O’Keefe felt a bullet nip the sleeve of his jacket under his arm as he rounded the bottom of the stairs, the smoke from the initial mine blast clearing, the Volunteers outside better able to see into the barracks’ exposed innards. He made it to the cover of the back stairs behind Daly. Pounding up the lower ground-floor stairs were Barrett and Taylor, two of the Tans, both of them carrying lamps. O’Keefe stopped them. ‘Has anybody manned the Lewis in the attic?’

Bullets slapped the wall across from them with deliberate regularity.

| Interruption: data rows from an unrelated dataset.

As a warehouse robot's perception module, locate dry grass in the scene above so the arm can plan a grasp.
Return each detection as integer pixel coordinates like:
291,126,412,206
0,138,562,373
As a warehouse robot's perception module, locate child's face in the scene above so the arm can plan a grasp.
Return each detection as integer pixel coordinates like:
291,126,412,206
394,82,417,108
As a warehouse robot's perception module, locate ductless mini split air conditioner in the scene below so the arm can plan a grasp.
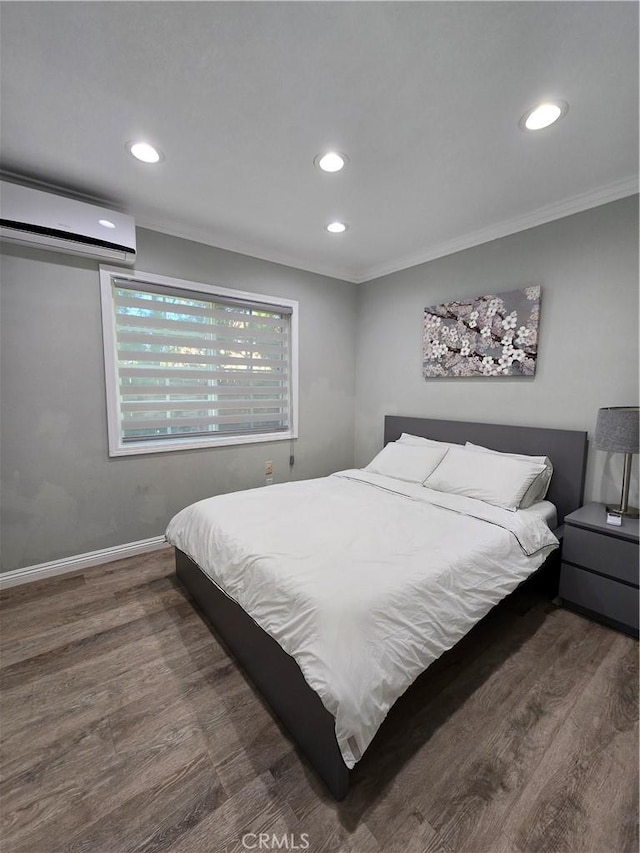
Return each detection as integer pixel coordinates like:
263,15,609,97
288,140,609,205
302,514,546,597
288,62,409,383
0,181,136,264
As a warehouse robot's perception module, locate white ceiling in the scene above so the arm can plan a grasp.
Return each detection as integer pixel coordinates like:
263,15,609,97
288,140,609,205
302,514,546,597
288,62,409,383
0,2,638,281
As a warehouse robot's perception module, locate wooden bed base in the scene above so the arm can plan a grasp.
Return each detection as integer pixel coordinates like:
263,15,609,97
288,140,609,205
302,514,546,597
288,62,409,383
176,416,587,800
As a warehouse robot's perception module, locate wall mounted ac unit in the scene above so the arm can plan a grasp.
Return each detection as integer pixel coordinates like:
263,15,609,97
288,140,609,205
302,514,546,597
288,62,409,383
0,181,136,264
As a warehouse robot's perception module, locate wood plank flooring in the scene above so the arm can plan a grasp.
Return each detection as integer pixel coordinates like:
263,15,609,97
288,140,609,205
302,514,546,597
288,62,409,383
0,549,638,853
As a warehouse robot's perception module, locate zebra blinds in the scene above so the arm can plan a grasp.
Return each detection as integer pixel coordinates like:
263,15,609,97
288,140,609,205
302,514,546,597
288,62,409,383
112,279,291,443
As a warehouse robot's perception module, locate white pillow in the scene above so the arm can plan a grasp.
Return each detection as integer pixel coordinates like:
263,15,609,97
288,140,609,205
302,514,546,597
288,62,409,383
364,441,447,483
465,441,553,509
423,447,544,512
398,432,462,450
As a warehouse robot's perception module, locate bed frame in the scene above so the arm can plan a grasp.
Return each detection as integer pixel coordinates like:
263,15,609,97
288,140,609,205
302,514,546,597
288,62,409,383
176,415,587,800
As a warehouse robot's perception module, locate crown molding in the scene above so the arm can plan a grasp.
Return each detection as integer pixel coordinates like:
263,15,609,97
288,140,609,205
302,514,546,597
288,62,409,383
135,214,356,284
352,176,638,284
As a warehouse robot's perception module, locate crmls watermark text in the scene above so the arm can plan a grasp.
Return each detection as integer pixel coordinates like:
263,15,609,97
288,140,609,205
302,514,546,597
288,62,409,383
242,832,309,850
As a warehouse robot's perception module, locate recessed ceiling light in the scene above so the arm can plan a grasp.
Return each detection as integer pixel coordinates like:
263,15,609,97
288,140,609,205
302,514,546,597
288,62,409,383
519,101,569,130
125,142,163,163
313,151,349,172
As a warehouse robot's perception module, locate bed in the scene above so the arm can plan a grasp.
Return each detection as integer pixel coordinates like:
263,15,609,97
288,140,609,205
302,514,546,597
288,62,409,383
167,416,587,800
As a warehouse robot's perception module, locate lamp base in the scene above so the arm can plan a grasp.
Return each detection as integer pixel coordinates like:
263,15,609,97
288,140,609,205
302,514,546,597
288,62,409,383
607,504,639,518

They were under the front stairs and out of the line of fire but all of them flinched at the striking rounds. The shoulders of the Tans’ uniforms were dusted white with plaster in the lamp-light.

‘Get up there and start shooting. And set off the flares. With any luck, Bandon or Macroom will see them and give us a dig out.’

The two Tans headed for the main stairs without answering, Barrett saluting out of instinct. O’Keefe heard their boots beating the steps. The smell of smoke hit him. Burning wood and paper, over the acrid scent of cordite. Fire.
Jesus
. He jumped across the open hallway and ducked into the day-room from where Finch was firing. From this cover, he looked across the main hallway into reception and could see nothing but smoke and a faint orange glow. There was no way to put out the fire until the raiders had stopped shooting and O’Keefe wondered how well armed they were, how much ammunition they had. He thought of the column at Burleigh House and suddenly realised that they must be the attacking party. It was why Brennan had wanted him kept at Burleigh House for the night. The republican train was rolling into Ballycarleton barracks. He rapidly assessed the flying column in his mind. They were well-armed, well-trained, well-motivated. And now they had come to collect one of their own and punish one of his.

O’Keefe shouted to Finch, ‘I’m going down to the cells.’

Finch knew why. ‘Don’t you give them that Connors bastard.’ He fired two more rounds from his Webley into the darkness. ‘And get me a rifle, Sergeant.’

O’Keefe ran back to cover under the main stairs calling for an Enfield. He slid it down the hall, staying under cover. A box of .303 rounds in charger clips followed. Finch gingerly reached an arm out of the day-room and retrieved them.